Benzodiazepines, opioids and other prescription drugs can impair a motorist’s skills by causing drowsiness, dizziness and impair the ability for thinking and making judgments. These can lead to car crashes.
According to the Governor’s Highway Safety Administration, 43.6 percent of drivers killed in crashes in 2016 tested positive for drugs. More than half of those motorists tested positive for at least two drugs.
Opioids, in particular, can make a driver drowsy and impair their thinking and judgment. Being under the influence of opioids, according to some studies, can double the risk of an auto accident.
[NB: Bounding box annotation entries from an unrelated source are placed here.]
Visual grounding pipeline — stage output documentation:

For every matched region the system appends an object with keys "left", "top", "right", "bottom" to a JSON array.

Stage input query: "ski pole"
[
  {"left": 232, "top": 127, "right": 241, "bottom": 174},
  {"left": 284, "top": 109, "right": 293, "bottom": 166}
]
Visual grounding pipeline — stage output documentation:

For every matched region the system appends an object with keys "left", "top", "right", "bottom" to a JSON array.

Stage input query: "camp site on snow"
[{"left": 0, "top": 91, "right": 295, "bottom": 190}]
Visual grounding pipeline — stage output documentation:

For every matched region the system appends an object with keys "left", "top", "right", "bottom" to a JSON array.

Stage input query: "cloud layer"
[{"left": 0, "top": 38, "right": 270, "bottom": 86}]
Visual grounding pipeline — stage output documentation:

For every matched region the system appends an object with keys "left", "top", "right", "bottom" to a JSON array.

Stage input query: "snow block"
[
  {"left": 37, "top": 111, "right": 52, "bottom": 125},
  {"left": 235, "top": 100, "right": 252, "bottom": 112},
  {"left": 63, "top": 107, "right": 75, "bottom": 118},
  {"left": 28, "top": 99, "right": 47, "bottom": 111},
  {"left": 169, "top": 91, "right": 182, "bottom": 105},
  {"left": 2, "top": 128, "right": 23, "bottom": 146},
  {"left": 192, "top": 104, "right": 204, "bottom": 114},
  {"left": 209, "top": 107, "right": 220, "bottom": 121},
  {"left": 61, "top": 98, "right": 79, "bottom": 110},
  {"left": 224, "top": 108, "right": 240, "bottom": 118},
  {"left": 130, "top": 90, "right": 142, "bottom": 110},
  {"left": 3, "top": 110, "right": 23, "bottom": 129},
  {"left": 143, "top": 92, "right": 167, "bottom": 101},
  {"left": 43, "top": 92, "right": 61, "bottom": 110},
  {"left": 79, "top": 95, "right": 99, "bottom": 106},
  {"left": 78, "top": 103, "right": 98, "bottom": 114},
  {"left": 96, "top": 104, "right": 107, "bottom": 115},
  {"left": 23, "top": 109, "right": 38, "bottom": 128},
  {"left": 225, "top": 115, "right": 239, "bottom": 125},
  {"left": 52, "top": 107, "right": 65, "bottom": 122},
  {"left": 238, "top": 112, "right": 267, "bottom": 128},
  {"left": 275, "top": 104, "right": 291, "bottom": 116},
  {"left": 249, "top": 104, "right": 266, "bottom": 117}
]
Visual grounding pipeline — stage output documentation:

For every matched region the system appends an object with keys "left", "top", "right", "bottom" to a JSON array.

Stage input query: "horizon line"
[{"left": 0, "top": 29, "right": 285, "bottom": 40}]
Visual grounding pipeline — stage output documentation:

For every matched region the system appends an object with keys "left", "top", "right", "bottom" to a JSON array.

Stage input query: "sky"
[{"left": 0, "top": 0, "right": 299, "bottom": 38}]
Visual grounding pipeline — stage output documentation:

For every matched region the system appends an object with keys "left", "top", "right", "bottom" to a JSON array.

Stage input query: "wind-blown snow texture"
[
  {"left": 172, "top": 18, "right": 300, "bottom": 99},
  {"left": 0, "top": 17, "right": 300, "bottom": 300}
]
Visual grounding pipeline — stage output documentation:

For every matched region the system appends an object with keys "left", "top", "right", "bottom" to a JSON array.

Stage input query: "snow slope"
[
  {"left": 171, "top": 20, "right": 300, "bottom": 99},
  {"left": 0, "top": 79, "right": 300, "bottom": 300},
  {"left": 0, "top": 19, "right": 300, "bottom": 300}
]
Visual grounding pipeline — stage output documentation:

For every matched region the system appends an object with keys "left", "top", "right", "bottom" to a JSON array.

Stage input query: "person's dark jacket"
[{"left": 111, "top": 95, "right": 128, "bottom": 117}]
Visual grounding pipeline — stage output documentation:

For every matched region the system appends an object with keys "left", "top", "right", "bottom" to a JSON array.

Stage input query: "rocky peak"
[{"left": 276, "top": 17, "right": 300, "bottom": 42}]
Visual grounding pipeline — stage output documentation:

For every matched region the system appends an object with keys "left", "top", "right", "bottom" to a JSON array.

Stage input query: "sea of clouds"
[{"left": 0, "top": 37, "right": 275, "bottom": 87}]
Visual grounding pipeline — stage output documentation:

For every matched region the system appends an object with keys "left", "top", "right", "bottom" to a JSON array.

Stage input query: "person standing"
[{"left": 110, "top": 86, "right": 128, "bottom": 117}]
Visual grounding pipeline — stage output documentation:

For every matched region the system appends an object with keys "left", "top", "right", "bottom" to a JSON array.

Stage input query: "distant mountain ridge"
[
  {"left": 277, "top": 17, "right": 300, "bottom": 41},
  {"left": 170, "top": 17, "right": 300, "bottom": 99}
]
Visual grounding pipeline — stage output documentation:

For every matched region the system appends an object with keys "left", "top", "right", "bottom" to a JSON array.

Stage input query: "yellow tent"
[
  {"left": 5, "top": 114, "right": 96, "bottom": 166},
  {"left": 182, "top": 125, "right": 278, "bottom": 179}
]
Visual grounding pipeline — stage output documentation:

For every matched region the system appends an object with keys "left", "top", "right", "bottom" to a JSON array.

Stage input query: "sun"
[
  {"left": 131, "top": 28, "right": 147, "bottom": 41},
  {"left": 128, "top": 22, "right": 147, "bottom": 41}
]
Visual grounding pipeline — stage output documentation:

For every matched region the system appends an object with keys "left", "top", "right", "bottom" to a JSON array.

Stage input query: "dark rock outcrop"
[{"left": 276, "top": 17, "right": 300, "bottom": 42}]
Many times, drivers mix drugs with alcohol. This increases the danger and the odds for an OUI prosecution.
Even though it is illegal, however, prosecutions for prescription-impaired driving faces obstacles. Unlike tests for alcohol, there are no generally recognized tests that indicate impairment from the amount of the drug in blood or urine. No acceptable roadside tests for drugs exist.
Also, some drugs remain in a driver’s system for days or weeks after they were taken. This makes it harder to determine when the drug was taken and whether and how much the drug impaired driving, especially if the motorist followed the instructions for taking the drug.
Police do not routinely test for a level of drugs if drivers exceeded the legal BAC level for alcohol. This alone would constitute enough evidence for an OUI charge for driving while impaired from alcohol. It was difficult to determine which substance had the greatest effect on driving with drivers who caused accidents and had drugs and alcohol or multiple drugs in their system.
A driver stopped for an OUI should seek immediate legal representation. An attorney can help pursue their rights in cases where they were taking legal drugs and marijuana.